Der stets humorvolle Oberbayer Walter Zeller aus Hammerau fuhr beim Eifelrennen im Lauf der Halbliterklasse mit seiner unverkleideten Boxer BMW (Foto oben) einen glanzvollen Start-Ziel-Sieg heraus. Mit augenscheinlicher Leichtigkeit und Eleganz steuerte er den schwer zu beherrschenden Querläufer um den Ring, der ein Optimum an Können erfordert. Dabei demonstrierte der BMW-Spitzenfahrer den „klassischen“ Fahrstil: Mann und Motorrad bildeten eine Linie, die Knie blieben am Tank. (Nichts da mit „Beinchen biege dich“ oder anderen Praktiken). In den Kurven zeigte Zeller maximale Schräglage, die allerdings durch die seitlich herausragenden Zylinder der Maschine begrenzt war. Keiner seiner Gegner aus dem In- und Ausland, der in diesem deutschen Meisterschaftslauf ebenfalls eine BMW oder aber die Norton lenkte, war fahrerisch in der Lage, den überlegenen Bayern von der Spitzenposition zu verdrängen. Bei Regen wäre der Schlechtwetter-Spezialist Gerold Klinger aus Österreich, ebenfalls auf BMW, ein ernst zu nehmender Rivale gewesen, doch die Veranstaltung fand bei strahlendem Sonnenschein statt. So aber deklassierte Walter Zeller seine gesamte Konkurrenz!

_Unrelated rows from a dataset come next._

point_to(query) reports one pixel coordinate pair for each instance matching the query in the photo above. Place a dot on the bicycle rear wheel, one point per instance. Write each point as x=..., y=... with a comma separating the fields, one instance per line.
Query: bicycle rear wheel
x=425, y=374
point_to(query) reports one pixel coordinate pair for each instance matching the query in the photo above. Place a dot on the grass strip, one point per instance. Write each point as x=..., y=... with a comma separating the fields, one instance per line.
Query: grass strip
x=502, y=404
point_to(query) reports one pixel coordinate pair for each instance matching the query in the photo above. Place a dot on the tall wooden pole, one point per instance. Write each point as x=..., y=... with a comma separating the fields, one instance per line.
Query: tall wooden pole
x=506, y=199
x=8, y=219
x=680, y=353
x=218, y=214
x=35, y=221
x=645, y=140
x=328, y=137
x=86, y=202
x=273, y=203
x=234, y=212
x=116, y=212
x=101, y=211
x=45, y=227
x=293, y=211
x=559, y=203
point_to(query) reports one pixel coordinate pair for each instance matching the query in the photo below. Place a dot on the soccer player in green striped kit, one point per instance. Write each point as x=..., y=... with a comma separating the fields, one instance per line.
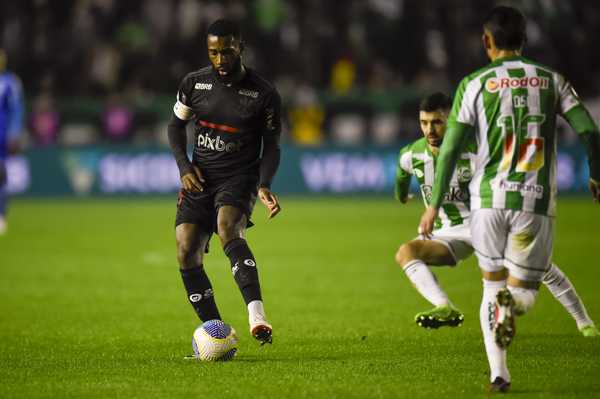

Würde er auch einen Monat später beim Weltmeisterschaftslauf auf dem Nürburgring erfolgreich sein? Diesmal reiste die Weltelite der Motorradrennfahrer in die Eifel. Die italienischen Firmen Gilera und MV Agusta setzten ihre besten Werkspiloten auf die überaus schnellen Vierzylinder Kraftpakete. Als Titelverteidiger erschien Geoffrey Duke mit der Gilera. Der Höhepunkt des Rennens: Walter Zeller mit der PS-unterlegenen BMW jagte den Weltmeister Duke, der mit Rekordrunden versuchte, sich von dem Rivalen aus Bayern zu lösen, doch der ließ sich nicht abschütteln! Der Sieger des Weltmeisterschaftslaufs hieß Duke. Zeller aber hatte alle weiteren Vierzylinder-Piloten zu Statisten degradiert. 1956 erkämpfte der Weltklassefahrer aus Hammerau die Vizeweltmeisterschaft (Foto rechts).
Ein Jahr später musste er aus familiären Gründen den Rennsport aufgeben. Nachdem sich Gilera Ende 1957 vom Grand-Prix-Sport zurückzog, saß auch Geoffrey Duke bei einigen Rennen auf der BMW, doch an den fahrtechnischen Eigenheiten der Maschine mit dem querläufigen Boxermotor fand der sechsmalige Weltmeister keine rechte Freude: Die von ihm und BMW erhofften großen Erfolge blieben aus. Rückblickend kann ich sagen: Es gab, von ein paar „Eintagsfliegen“ abgesehen, nur zwei Rennfahrer, die die 500er Solo BMW hundertprozentig beherrschten; Georg Meier und Walter Zeller.